Extract individual files out of a huge remote ZIP archive on Cloudflare Workers — using HTTP byte-range reads, without downloading the whole archive.
Point it at a multi-gigabyte .zip sitting on any server that supports HTTP
range requests. rangezip reads only the archive's index, then pulls out exactly
the files you ask for and streams them into R2. A 50 GB archive where you want
three files costs you three files' worth of bandwidth and a few kilobytes of
index — not 50 GB.
The interesting part of this project is doing what looks impossible inside the platform's hard constraints. A Cloudflare Worker isolate has a small memory ceiling (tens of MB), yet rangezip extracts files out of archives orders of magnitude larger than that ceiling.
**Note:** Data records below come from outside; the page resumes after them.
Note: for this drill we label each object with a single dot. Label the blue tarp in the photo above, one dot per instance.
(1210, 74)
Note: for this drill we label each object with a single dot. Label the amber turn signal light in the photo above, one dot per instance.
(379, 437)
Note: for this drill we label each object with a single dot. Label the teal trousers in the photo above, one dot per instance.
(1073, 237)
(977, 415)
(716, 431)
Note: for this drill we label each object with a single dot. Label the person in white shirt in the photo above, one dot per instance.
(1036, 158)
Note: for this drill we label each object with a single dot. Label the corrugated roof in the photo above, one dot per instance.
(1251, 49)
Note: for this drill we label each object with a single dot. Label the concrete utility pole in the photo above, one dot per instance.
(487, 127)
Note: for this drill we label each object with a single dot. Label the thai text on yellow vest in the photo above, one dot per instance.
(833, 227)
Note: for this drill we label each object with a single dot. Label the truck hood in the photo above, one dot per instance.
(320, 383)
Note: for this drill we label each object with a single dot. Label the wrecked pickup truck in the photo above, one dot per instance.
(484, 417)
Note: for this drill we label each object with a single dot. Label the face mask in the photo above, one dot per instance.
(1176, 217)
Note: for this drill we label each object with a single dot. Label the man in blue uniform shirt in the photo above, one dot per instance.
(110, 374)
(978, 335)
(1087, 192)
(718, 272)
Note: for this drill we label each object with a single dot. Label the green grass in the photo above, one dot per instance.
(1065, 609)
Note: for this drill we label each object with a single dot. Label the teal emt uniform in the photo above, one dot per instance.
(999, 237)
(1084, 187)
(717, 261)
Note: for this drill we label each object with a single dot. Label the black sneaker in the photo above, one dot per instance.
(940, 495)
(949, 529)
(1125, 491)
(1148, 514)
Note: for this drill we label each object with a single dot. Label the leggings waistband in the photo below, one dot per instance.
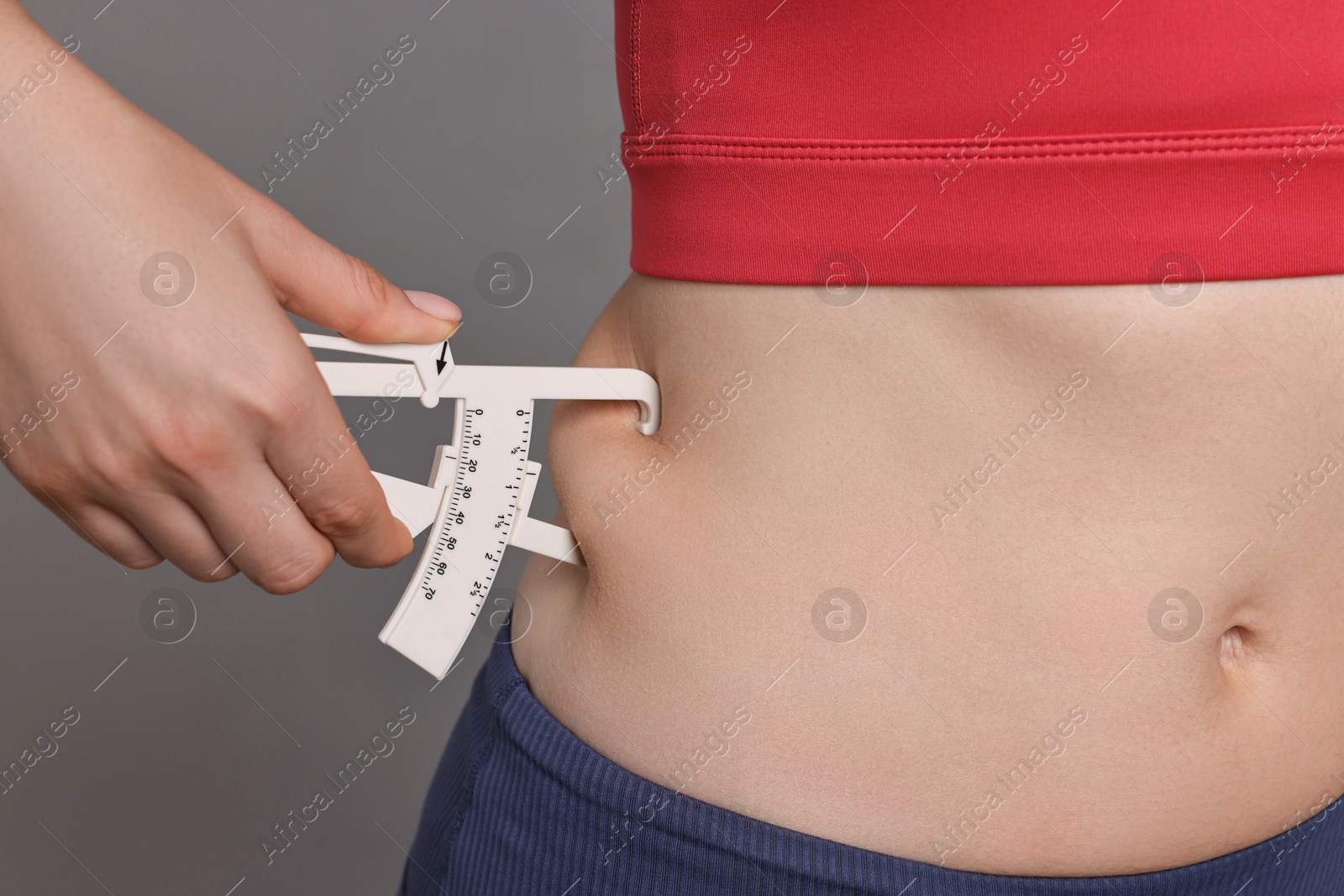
(519, 805)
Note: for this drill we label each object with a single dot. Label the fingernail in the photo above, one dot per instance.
(436, 305)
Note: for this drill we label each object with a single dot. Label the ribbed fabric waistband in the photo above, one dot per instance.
(521, 805)
(990, 208)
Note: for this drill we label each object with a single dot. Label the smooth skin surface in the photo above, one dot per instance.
(192, 417)
(1010, 644)
(1001, 701)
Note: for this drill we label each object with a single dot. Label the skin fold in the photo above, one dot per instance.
(1008, 699)
(1026, 580)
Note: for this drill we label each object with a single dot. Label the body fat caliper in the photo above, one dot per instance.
(481, 484)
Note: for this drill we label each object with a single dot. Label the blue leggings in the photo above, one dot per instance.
(519, 806)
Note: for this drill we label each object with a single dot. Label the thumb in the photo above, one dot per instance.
(322, 284)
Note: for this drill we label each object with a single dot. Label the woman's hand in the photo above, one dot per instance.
(158, 429)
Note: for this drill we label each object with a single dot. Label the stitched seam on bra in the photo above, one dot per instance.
(635, 65)
(895, 145)
(983, 156)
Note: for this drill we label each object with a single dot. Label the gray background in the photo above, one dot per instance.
(186, 757)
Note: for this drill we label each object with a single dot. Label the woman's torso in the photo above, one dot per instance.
(1005, 483)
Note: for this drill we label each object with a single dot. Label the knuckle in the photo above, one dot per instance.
(139, 558)
(343, 516)
(370, 289)
(190, 445)
(295, 573)
(118, 470)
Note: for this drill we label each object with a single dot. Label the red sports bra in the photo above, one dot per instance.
(921, 141)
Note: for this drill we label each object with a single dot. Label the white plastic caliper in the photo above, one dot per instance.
(481, 485)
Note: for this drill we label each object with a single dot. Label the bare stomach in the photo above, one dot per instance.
(1019, 580)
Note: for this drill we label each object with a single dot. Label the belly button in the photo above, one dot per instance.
(1233, 647)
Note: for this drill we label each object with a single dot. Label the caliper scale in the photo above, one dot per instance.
(481, 484)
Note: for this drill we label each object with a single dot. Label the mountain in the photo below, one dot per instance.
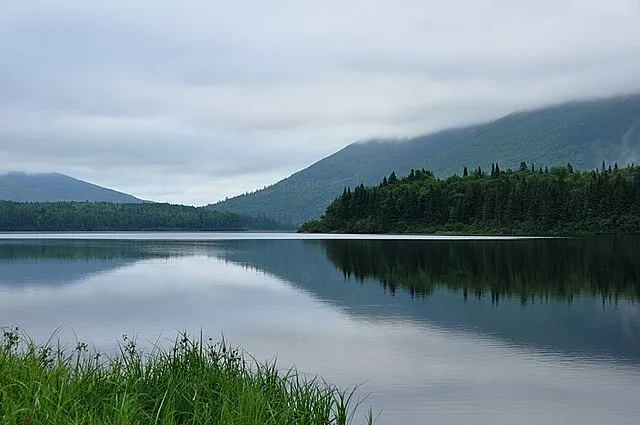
(22, 187)
(583, 133)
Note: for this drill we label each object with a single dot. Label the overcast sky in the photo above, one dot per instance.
(193, 101)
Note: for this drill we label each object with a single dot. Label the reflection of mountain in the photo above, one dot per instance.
(63, 262)
(527, 269)
(586, 326)
(394, 279)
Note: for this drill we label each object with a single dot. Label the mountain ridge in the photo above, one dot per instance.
(583, 132)
(56, 187)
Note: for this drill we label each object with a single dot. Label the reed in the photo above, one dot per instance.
(197, 381)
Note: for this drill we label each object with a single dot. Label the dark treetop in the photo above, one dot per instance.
(102, 216)
(559, 201)
(583, 133)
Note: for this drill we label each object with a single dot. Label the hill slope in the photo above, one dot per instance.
(20, 187)
(583, 133)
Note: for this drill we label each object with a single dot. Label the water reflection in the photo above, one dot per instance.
(399, 324)
(603, 267)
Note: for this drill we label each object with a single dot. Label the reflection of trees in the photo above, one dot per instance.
(528, 269)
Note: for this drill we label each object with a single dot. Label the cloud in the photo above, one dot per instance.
(195, 102)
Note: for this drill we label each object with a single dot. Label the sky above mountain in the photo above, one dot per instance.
(194, 101)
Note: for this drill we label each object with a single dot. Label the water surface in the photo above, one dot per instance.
(437, 330)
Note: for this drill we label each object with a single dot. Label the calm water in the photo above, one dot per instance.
(437, 331)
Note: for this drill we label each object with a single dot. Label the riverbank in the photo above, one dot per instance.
(197, 381)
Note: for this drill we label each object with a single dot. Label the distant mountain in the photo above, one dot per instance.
(22, 187)
(583, 133)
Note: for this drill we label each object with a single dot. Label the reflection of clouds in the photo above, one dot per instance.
(411, 368)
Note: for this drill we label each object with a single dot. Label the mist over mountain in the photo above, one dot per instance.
(54, 187)
(583, 133)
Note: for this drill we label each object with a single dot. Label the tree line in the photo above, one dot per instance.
(103, 216)
(552, 201)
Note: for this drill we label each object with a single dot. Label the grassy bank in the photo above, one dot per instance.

The trick is that it never holds more than one byte-range slice in memory at a time: the ZIP index is read from the tail, each file's compressed bytes are streamed through the decompressor and into R2, and nothing — not the archive, not even a single extracted file — is ever fully buffered in the isolate.
remote ZIP (could be 50 GB, on any range-capable host)
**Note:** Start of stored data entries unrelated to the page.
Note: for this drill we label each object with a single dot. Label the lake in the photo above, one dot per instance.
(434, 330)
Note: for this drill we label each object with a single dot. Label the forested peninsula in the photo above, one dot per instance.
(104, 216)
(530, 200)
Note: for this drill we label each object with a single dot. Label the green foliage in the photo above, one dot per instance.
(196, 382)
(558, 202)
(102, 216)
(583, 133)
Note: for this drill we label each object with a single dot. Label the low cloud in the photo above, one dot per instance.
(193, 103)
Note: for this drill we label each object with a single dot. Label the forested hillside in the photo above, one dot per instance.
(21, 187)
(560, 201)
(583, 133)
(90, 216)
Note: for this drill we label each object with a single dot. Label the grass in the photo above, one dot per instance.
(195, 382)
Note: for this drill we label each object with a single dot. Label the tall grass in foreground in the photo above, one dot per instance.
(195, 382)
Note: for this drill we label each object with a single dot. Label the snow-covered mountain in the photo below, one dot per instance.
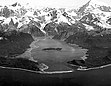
(99, 12)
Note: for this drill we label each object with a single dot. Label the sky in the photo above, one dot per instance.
(52, 3)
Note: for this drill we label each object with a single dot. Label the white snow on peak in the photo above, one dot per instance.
(98, 2)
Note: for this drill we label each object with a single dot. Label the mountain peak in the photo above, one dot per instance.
(94, 4)
(97, 2)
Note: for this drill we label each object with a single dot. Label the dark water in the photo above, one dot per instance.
(17, 44)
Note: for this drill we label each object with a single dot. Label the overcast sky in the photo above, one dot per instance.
(53, 3)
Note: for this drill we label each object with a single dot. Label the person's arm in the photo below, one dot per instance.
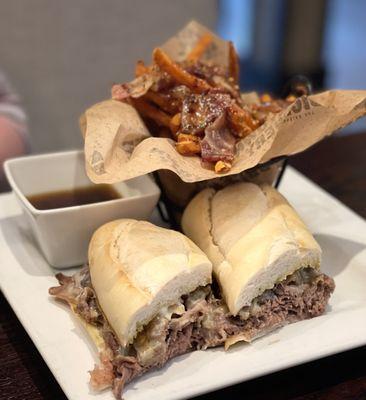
(13, 130)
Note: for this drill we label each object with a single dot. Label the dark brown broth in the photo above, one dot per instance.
(73, 197)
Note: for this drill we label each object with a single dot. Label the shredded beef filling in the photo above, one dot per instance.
(199, 321)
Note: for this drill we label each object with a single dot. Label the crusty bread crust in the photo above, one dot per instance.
(138, 268)
(253, 237)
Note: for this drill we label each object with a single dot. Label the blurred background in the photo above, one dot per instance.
(61, 57)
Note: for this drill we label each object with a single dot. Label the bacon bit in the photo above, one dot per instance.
(181, 76)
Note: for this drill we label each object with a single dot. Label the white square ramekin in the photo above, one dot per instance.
(63, 234)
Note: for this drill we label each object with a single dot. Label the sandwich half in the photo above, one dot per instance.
(138, 298)
(264, 258)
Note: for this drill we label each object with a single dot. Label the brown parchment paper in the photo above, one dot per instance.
(119, 147)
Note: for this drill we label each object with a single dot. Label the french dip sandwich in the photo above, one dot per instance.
(146, 295)
(144, 298)
(265, 260)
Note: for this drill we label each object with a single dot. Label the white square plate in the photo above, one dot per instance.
(25, 278)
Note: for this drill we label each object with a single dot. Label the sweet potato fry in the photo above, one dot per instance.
(175, 122)
(188, 145)
(166, 64)
(148, 110)
(233, 63)
(200, 47)
(141, 68)
(241, 121)
(222, 166)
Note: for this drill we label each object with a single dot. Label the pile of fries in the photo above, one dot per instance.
(196, 104)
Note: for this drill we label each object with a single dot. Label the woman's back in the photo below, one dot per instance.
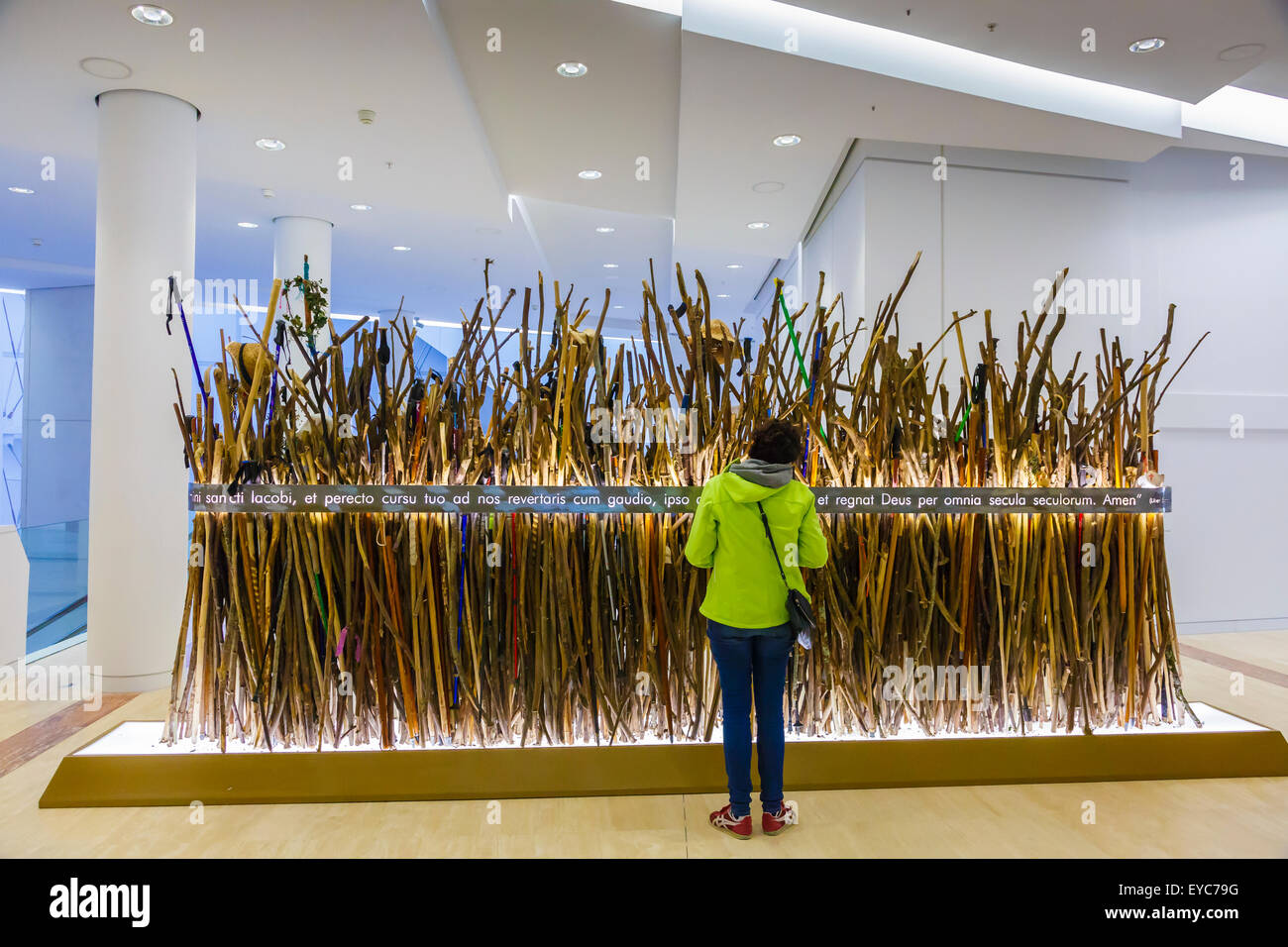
(745, 589)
┌───────────────────────────────────────────────────┐
│ [local hdr][data] … [local hdr][data] │ central dir │EOCD│
└──────▲─────────────────▲──────────────┴──────▲──────┴─▲──┘
│ │ │ │
① range-GET tail (~64 KB) ───┼─────────────────┼─────────────────────┼────────┘
→ find EOCD / ZIP64, │ │ │
learn where the │ │ ② range-GET the central
central directory is │ │ directory bytes ────────┘
│ │ → parse every entry
│ │ (name, method, sizes,
│ │ CRC32, local offset)
③ per requested file: │ │
range-GET its 30-byte ────┘ │
local header → compute │ │
the exact data offset │ │
│ │
④ range-GET just the ────────┘ │
compressed bytes (streamed, never buffered) │
│ │
▼ │
⑤ DecompressionStream('deflate-raw') ──► FixedLengthStream(uncompressedSize) ──► R2.put
(method 8) or pass-through (method 0) (gives R2 an exact Content-Length;
asserts the produced byte count)
Coordinated by a Durable Object (one per job): tracks status in SQLite, fans
files out with bounded concurrency, isolates per-file failures.
-
Read the index without downloading the file. Range-GET the last ~64 KB and scan backwards for the End-Of-Central-Directory record (signature
0x06054b50). If the archive is larger than 4 GB or has more than 65 535 entries, the classic EOCD fields hold sentinel values and we follow the ZIP64 EOCD locator (0x07064b50) → ZIP64 EOCD (0x06064b50) to read the real 64-bit offsets. Then range-GET exactly the central-directory bytes and parse each central-directory file header (0x02014b50) into a list of entries: name, compression method, compressed/uncompressed size, local-header offset, CRC32. -
Find each file's true data offset. The central directory tells us where a file's local header is, but not where its data starts — the local header has its own filename-length and extra-field-length fields, which routinely differ from the central directory's. So per file we range-GET the 30-byte local header (
0x04034b50) and compute:dataOffset = localHeaderOffset + 30 + localNameLength + localExtraLength -
Stream the bytes out. Range-GET just the compressed bytes as a stream. For DEFLATE (method 8) we pipe through the platform-native
new DecompressionStream('deflate-raw'); for STORED (method 0) we pass the bytes straight through. The output is wrapped in aFixedLengthStreamsized to the known uncompressed length, thenputinto R2 at${prefix}/${name}. AFixedLengthStreamgives R2 a preciseContent-Length(so it never buffers the object to discover its size) and turns a truncated or corrupt inflate into a clean write-time error instead of a silently short object.Large STORED entries take a parallel path. A STORED entry above a threshold (64 MiB) needs no decompression, so its byte range splits cleanly: instead of one streamed
put, rangezip plans the range into parts (each ≥ 5 MiB to satisfy R2), range-GETs the parts in parallel with the same bounded concurrency as the per-file pool, streams each into an R2uploadPart, then completes the multipart upload. This lifts a single huge STORED file past the limits of one Worker invocation's single-stream pump. DEFLATE entries and small STORED entries keep the single-stream path. -
Coordinate with a Durable Object. One DO per job owns the job's state in SQLite, fans the per-file extractions out with bounded concurrency (6 at a time), records progress, and isolates per-file failures — one bad entry is recorded as
failedand the rest of the job continues.
The Worker also serves a self-contained demo UI at / (single HTML page,
vanilla JS, no build step). It walks you through: enter an access code → pick a
source (paste a ZIP URL or choose a sample) → pick a destination (the ephemeral
demo bucket, or your own S3/R2 bucket) → Extract → watch live progress over a
WebSocket with a real metrics panel, a per-file status log, a file browser
with downloads, and a countdown to cleanup.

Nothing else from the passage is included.